Mark turned to look at her, and he took a few steps closer to her, face hard like stone:

"Addison? What is she doing here? ... All this time you were jealous of her? I WAS LIVING WITH YOU! WITH YOU!" He was so close to her that, stepping back herself, her back hit the car and he was suddenly breathing his words on her face, and even put his hand on her hair, scaring her till he talked. "I was crazy in love with you, but suddenly there was my daughter and I had to help her and be the dad I never was. You told me to ask Addison for help!"

Lexie closed her eyes, hearing the incomprehension in his tone. "I know, but still what I saw was that I was second choice!" Mark didn't seem to understand that, separating himself from her again. "You know, you never told me you loved me… well yes", she added when he seemed to want to interrupt her, "you asked me to live with you, but suddenly your daughter was there and you pushed me away, you never asked me how I was feeling about this, never! I had to deal with all this by myself... all alone." She was ashamed to feel tears in her eyes, and really she was exhausted.
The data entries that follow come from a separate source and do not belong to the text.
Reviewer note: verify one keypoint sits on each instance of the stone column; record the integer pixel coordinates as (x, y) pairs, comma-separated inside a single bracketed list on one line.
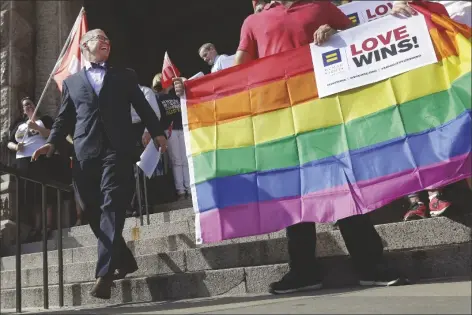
[(17, 80), (32, 36)]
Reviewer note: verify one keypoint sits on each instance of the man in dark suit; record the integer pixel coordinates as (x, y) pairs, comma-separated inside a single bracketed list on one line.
[(96, 108)]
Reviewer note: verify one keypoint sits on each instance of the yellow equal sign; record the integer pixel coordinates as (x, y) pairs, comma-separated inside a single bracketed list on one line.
[(331, 57)]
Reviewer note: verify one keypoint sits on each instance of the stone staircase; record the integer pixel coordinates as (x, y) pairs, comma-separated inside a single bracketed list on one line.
[(172, 266)]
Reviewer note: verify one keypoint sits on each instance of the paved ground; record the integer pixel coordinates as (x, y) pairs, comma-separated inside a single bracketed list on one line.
[(445, 297)]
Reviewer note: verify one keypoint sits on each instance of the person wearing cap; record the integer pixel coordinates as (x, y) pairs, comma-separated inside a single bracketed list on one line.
[(171, 119), (209, 54), (282, 26)]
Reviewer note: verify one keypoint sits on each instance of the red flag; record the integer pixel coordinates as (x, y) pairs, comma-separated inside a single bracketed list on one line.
[(72, 60), (169, 71)]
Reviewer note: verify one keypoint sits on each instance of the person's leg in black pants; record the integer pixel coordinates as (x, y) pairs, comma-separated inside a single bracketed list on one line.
[(138, 130), (304, 272), (366, 250), (362, 241), (104, 186)]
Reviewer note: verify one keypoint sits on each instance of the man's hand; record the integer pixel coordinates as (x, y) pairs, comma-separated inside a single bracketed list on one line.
[(146, 138), (161, 142), (33, 125), (20, 146), (179, 86), (47, 149), (322, 34), (402, 9)]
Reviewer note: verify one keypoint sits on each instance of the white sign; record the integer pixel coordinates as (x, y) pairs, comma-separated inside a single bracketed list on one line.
[(360, 12), (371, 52), (149, 159)]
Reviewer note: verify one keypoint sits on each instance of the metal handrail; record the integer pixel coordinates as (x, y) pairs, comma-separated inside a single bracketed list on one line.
[(60, 187)]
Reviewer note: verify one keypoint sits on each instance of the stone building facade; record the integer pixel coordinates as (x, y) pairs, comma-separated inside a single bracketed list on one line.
[(31, 37)]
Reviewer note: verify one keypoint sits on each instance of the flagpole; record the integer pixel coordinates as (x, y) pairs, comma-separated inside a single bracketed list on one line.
[(61, 55)]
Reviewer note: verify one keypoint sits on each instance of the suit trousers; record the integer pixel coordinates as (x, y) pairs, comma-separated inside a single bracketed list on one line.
[(105, 187), (362, 241)]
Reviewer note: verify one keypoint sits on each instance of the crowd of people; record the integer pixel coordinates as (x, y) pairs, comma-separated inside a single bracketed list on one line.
[(107, 142)]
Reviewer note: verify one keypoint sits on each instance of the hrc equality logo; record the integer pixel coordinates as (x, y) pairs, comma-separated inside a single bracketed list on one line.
[(354, 17), (331, 57)]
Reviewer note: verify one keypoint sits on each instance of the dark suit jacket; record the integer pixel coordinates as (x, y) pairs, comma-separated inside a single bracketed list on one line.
[(91, 117)]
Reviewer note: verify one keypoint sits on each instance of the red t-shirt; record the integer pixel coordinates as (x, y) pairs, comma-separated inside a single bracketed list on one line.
[(278, 29)]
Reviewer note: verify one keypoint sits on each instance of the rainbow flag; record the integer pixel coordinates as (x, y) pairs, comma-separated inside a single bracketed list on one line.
[(266, 153)]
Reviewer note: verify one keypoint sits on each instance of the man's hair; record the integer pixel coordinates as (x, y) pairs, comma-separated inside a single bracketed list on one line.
[(86, 37), (26, 98), (206, 46)]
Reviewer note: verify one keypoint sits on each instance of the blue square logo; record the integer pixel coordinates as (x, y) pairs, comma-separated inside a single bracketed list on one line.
[(331, 57), (354, 17)]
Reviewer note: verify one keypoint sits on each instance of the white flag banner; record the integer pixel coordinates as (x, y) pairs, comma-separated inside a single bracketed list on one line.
[(360, 12), (370, 53)]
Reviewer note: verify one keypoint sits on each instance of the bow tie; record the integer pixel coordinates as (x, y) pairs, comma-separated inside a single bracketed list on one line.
[(98, 66)]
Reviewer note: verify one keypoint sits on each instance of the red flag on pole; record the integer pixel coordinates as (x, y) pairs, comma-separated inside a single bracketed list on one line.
[(169, 71), (72, 60)]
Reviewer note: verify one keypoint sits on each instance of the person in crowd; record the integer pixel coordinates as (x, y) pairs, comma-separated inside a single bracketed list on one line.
[(171, 118), (104, 150), (281, 26), (258, 5), (459, 11), (209, 54), (143, 137), (26, 137)]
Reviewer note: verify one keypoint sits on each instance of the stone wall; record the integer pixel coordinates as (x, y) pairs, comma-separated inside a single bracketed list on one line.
[(32, 36), (17, 67), (17, 24)]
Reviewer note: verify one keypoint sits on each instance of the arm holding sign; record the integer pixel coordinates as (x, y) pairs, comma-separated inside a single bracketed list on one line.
[(338, 22), (401, 8)]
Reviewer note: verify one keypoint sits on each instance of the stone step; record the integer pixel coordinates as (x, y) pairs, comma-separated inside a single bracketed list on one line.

Where was all of this going?

Mark had to think for a while, he never really thought of her feelings about Sloan, the baby, Addison, well the truth was he never wanted to know her feelings about all that, he wanted her to be the bad one and him the victim. And now seeing her crying was making things even more complicated. What was happening there?

Lexie, drying her tears on her cheeks, stared at him, trying to decipher what he was thinking about. Strangely she felt relieved, she always wanted them to have this talk, THE talk, and here they were finally talking, and shouting apparently. She closed her eyes and took a deep breath:

"I am sorry".

Surprised Mark gasped, he never expected her to say that."You are sorry? For what? Sleeping with Alex? You already told me you were happy of that, made us equal right!?"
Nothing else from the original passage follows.